RECURSO CONHECIDO E PARCIALMENTE PROVIDO. 1. (...) Alega que não pode ser enquadrada como fornecedora de serviço pelo CDC.
Pugna pela ausência de ato ilícito e pela inexistência de nexo causal.
Requer o afastamento da condenação à restituição dos valores.
Outrossim, sustenta a ausência de danos morais pelo mero inadimplemento contratual.
Subsidiariamente, requer a minoração da indenização por danos morais. (...) 3.
A autora narra que comprou um robô aspirador no site da Amazon Brasil marca Xiaomi, modelo: Robô Aspirador Xiaomi - 2C - 2700Pa - Tanque d'água de 250ml - Esfregão Pressurizado e Antibacteriano em dezembro de 2022 e após decorrido um ano da compra, o produto parou de funcionar necessitando de assistência técnica.
Alega que a Amazon informou que não fazia manutenção de eletrodomésticos, recomendando entrar em contato com a empresa fabricante.
Relata que a Amazon em nenhum momento informou que o produto vendido não contaria com assistência técnica autorizada.
Esclarece que entrou em contato por diversas vezes com a fabricante e com a Amazom através de seu chat, porém até o momento sem resolução. 4.
Preliminar de ilegitimidade passiva.
Sustenta a recorrente que não pode ser responsabilizada pelos fatos ocorridos, uma vez que a venda foi realizada por vendedor independente no site Amazon.com.br, que apenas oferece ambiente virtual, na modalidade Marketplace, para que pessoas físicas e jurídicas celebrem contratos de compra e venda.
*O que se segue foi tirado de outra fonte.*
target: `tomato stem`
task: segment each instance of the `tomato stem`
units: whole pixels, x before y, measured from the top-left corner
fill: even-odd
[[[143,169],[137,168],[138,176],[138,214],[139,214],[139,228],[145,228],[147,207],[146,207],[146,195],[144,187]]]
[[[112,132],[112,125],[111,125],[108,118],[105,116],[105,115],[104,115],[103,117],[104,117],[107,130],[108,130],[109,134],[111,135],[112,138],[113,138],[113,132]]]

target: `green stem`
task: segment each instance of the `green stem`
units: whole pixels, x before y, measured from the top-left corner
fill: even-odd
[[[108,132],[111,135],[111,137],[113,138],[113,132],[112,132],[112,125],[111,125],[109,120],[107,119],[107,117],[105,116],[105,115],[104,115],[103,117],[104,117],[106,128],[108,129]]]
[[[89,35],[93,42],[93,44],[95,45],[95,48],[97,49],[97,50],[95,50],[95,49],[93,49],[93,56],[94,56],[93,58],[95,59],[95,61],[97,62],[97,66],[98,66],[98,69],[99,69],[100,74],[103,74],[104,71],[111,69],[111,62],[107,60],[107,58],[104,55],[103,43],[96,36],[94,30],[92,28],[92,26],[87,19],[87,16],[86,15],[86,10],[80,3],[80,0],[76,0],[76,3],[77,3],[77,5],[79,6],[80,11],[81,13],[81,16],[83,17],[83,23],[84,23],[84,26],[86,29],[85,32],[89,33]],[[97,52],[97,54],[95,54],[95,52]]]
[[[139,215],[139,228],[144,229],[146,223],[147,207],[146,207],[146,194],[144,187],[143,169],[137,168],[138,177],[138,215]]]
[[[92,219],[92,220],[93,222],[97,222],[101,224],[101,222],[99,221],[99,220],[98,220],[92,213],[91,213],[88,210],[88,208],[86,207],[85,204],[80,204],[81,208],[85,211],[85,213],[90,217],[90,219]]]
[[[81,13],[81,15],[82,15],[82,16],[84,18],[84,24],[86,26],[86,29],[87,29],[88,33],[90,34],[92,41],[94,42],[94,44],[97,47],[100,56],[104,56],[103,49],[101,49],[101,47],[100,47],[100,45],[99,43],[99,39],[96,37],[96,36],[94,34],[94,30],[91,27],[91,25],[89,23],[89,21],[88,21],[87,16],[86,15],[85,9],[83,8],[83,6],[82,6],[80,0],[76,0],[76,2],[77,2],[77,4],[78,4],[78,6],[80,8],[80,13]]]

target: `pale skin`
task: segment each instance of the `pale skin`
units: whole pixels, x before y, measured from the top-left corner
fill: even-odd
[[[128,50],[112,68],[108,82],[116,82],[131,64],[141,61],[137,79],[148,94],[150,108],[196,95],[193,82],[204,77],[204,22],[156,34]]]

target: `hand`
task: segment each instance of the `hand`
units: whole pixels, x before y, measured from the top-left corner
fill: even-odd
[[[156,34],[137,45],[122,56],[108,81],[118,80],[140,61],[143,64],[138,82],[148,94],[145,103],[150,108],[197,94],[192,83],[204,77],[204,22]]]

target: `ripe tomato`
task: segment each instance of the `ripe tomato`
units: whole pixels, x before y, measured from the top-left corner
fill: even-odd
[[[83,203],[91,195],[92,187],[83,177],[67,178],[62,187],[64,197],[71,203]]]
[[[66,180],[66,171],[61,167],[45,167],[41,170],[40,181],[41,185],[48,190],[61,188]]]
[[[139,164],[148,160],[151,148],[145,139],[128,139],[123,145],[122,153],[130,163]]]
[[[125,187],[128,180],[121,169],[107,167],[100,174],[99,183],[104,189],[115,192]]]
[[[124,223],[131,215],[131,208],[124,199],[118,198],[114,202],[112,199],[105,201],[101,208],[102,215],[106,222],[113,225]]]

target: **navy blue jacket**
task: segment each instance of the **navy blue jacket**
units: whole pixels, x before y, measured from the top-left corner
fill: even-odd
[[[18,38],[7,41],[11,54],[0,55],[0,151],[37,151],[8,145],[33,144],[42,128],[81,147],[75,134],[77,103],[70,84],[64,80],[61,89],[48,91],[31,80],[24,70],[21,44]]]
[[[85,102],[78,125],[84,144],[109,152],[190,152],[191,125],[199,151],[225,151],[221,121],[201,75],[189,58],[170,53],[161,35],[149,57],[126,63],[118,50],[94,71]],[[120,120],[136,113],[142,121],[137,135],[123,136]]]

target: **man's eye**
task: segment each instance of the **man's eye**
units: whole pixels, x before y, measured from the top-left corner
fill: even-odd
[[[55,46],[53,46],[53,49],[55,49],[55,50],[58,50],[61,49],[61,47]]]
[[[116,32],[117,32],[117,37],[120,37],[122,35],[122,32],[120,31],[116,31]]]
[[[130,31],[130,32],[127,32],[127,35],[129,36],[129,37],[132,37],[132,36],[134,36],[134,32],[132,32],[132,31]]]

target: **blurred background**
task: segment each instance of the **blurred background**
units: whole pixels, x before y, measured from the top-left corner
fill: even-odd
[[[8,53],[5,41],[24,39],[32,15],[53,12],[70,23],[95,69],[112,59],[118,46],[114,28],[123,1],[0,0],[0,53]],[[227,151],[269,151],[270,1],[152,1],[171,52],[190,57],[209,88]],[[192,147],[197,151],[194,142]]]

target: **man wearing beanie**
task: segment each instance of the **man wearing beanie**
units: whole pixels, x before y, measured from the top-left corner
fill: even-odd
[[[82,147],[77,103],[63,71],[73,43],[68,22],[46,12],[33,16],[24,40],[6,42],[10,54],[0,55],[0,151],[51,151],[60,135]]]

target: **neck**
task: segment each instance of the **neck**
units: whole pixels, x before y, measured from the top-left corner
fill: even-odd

Contudo, ao lucrar com a sua atividade e participar da cadeia de prestação de serviço ao consumidor, a requerida responde solidária e objetivamente pelos eventuais danos causados por seus parceiros comerciais, em atenção à teoria do risco do proveito econômico (art. 7º, parágrafo único, do CDC), razão pela qual o vício decorrente da prestação do serviço do anunciante não se enquadra na hipótese de culpa exclusiva de terceiro prevista no artigo 14, §3º, II, do Código de Defesa do Consumidor.
Preliminar rejeitada. (...) 7.
O Código de Defesa do Consumidor prevê que todos os integrantes da cadeia de consumo são solidariamente responsáveis por prejuízos advindos da falha na prestação do serviço, nos termos do art. 7º, parágrafo único, art. 14, e art. 25, § 1º, do CDC, que consagram a Teoria do Risco-Proveito da Atividade Negocial. 8.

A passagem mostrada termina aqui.